Daniel W. Connolly writes:
>
> There's an unfortunate interaction between the x-www-urlencoded
> syntax for form data submission and SGML attribute value literal
> syntax. This came up shortly after I started running the validation
> service, and I thought we had discussed the problem, but it seems
> to be getting worse, and not better.
>
> An example of the problem:
>
> Given this document:
>
> ===============================================
> <!doctype html public "-//IETF//DTD HTML//EN">
> <title>testing & in HREF</title>
>
> <p>Here we go:
> <a href="http://foo.org/cgi-bin/do-something.pl?x=a&y=b">link</a>
> ===============================================
>
> Trying to validate it yields:
>
> ===============================================
> connolly@ulua ../connolly[1114] html-validate test.html
> sgmls: SGML error at test.html, line 5 at "y":
> No declaration for entity "y"; reference ignored
> ===============================================
>
> Section 7.9.3 "Attribute Value Specification" of the SGML standard
> says:
>
> An attribute value literal is interpreted as an attribute value
> by replacing references within it, ignoring Ee and RS, and replacing
> an RE or SEPCHAR with a SPACE.
>
> So the attribute value literal:
>
> "http://foo.org/cgi-bin/do-something.pl?x=a&y=b"
>
> has an error it it: &y references an undeclared entity.
>
>
> This should definitely go in as a NOTE: or something in the HTML spec,
> and perhaps it's worth mentioning in the URL spec (though that's
> stretching it).
>
>
> There are a couple ways to represent the string:
>
> http://foo.org/cgi-bin/do-something.pl?x=a&y=b
>
> as an attribute value literal:
>
> "http://foo.org/cgi-bin/do-something.pl?x=a&amp;y=b"
> "http://foo.org/cgi-bin/do-something.pl?x=a&#34;y=b"
>
> but neither of those is interpreted correctly by existing browsers.
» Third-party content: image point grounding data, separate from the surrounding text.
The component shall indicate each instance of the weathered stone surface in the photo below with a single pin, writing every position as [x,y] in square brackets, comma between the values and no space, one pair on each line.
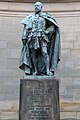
[39,99]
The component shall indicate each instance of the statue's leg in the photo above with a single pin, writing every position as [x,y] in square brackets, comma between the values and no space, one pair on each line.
[34,60]
[46,59]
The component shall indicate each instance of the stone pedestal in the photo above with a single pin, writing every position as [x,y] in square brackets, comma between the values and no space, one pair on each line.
[39,99]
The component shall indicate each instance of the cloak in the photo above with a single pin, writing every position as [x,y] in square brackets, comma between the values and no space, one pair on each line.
[53,46]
Well, not to be nitpicky, but it is supported by several (emacs-w3, AIR
Mosaic, Secure NCSA Mosaic, Internetworks, and I think OmniWeb. I don't
have access to any macs right this second, or I'd check a few mac browsers
as well.

SpyGlass Enhanced Mosaic (as of 1.2), Netscape 1.0N, and WinWeb (latest off
of ftp.einet.net) definitely don't support it.

> In the interest of interoperability, I'd like to move toward using ';'
> rather than (or in addition to) '&' to separate form name/value pairs.
>
> That way, the URL for this query can be:
>
> http://foo.org/cgi-bin/do-something.pl?x=a;y=b
>
> You can put this in an HTML document by writing:
>
> HREF="http://foo.org/cgi-bin/do-something.pl?x=a;y=b"
>
> A quick check through the Mosaic 2.4 source code shows that a ';'
> characetr in an input field _will_ be %xx-ified, so this doesn't
> introduce any ambiguity.
>
> The way to start the transition is to enhance cgi scripts to support
> separating form values by ';' as well as '&'. Then folks that want to
> validate their HTML can change '&' to ';' in their HREF
> attributes.
>
> But folks will continue to copy-and-paste these form query URLs into
> their HTML without quoting the '&' chars. So eventually, browsers
> should start using ';' in the form encoding process in the first place
> (as well as supporting &#34; inside attribute values!), and then the
> issue will go away.
>
> There's something of a chicken-and-egg problem here: who will support
> the first browser to use ';' rather than '&' to encode form stuff?
> That won't happen until the vast majority of CGI scripts have been
> enhanced to support it. And that might not won't happen until folks
> that want to validate their HTML start complaining. But it's a really
> cheap fix on the CGI side, no?

Should be just as fast on the CGI-side to check for ; as &.

-Bill P.